Millions upon millions of DILs all over the land struggle to get on with their in laws (and vice versa) . For cultural and personality clash reasons. But their well bonded (in the child/parent sense) husbands stay attached to their mother and father and in their lives. Despite any ructions and upsets along the way. Why did your son not ?
Until you are able, with radical internal honesty (which incidentally sucks like a bastard, cos it is hard and painful) , to get somewhere close to HIS version of that missing answer, be you an outlier amoung outliers, or something more typical of the pattern, you risk staying in this limbo long term.
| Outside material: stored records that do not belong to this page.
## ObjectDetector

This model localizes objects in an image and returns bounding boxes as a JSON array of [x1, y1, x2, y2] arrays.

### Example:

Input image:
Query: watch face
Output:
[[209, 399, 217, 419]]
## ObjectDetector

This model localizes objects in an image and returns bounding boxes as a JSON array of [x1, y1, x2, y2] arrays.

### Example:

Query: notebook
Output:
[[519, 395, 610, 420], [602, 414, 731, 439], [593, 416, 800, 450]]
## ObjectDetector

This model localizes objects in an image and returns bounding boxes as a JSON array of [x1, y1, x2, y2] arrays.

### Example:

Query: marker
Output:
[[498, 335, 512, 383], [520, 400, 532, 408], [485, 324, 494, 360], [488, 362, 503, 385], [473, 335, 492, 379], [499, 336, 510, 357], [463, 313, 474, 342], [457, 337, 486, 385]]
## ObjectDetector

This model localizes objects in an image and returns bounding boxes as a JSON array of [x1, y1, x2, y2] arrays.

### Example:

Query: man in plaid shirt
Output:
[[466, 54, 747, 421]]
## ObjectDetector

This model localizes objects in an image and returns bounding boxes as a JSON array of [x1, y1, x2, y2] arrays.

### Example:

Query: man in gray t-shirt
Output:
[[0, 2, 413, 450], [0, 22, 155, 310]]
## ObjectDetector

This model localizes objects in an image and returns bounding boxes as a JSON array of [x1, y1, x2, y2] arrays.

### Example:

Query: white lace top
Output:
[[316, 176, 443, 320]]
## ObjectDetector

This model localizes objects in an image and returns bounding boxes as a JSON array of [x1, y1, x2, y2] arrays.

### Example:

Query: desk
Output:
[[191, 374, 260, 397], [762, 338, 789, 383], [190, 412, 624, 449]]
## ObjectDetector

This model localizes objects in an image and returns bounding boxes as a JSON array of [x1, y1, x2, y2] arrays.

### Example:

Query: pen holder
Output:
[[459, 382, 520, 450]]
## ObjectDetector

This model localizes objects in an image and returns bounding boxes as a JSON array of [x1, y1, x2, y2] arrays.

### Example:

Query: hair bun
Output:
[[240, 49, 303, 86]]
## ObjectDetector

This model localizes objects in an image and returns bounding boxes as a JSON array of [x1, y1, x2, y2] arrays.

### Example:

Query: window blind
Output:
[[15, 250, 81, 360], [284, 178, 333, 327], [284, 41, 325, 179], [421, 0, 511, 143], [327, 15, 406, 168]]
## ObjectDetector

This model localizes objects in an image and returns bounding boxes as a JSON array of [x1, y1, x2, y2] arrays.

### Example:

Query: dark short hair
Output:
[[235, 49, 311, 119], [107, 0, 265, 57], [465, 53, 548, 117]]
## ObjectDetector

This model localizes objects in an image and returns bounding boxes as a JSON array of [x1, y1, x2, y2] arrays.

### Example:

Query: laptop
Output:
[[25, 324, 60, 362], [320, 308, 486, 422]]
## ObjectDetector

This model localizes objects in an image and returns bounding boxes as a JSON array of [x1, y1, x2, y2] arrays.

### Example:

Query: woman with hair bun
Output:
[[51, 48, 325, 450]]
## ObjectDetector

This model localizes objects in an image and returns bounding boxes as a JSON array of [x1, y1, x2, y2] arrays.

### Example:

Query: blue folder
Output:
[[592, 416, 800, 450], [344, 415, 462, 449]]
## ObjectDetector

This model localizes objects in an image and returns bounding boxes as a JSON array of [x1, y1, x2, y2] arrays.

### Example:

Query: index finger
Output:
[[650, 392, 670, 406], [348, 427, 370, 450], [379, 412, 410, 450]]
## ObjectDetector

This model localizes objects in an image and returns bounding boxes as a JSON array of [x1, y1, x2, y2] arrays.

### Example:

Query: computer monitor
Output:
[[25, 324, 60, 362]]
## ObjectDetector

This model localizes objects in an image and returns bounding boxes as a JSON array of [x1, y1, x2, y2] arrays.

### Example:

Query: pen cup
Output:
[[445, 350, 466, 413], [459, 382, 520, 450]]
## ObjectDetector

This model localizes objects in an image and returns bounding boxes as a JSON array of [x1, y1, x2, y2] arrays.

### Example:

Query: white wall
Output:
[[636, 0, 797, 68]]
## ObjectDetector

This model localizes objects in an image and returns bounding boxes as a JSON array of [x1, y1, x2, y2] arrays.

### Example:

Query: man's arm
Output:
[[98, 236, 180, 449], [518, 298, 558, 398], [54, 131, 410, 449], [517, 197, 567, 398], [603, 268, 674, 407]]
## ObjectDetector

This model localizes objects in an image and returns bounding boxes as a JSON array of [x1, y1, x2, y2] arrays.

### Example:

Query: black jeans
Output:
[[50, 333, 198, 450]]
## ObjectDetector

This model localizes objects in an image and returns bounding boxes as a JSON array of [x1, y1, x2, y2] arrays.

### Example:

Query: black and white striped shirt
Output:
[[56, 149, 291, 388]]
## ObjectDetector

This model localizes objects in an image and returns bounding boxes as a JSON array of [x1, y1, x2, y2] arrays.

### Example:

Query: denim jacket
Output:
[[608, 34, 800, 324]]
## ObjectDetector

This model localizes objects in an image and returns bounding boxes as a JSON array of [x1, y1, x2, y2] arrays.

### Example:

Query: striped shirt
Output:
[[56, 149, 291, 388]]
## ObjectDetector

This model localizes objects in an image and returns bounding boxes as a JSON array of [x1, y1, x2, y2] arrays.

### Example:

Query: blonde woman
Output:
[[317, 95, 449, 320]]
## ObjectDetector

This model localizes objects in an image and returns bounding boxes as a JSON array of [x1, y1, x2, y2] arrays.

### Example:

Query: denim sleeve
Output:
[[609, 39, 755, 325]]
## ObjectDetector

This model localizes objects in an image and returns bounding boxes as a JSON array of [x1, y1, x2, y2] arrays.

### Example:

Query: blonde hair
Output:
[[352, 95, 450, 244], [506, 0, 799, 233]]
Potentially for all the time you have left. I know people say time heals. But what they often fail to mention is that is also runs out. It goes faster than we anticipate. Days bleed into weeks, into months until you look up one day and notice the years have become decades. At the nine month mark you still have time to wheel this around. It hasn't become an engrained habit of being yet. It's still too soon for the rift to have solidified into a "better the devil you know" status while reconciliation has morphed into the distant, unknown alternative that is too scary for you to even contemplate.
You still have time, but not so much left that you can afford to waste it on well travelled ground, that has got you nowhere,
I repeat. I am the last person who wants you in this sad, broken hearted club. I am stuck in it forever because dead people don't rise. But you, in your far worse position of yearning for your missing child, don't have to be.
And as horrible and unfair as analysing the situation with a brand, new lens may feel, it sure as hell beats the alternative of going around and around in circles over the same old ground, until time runs out.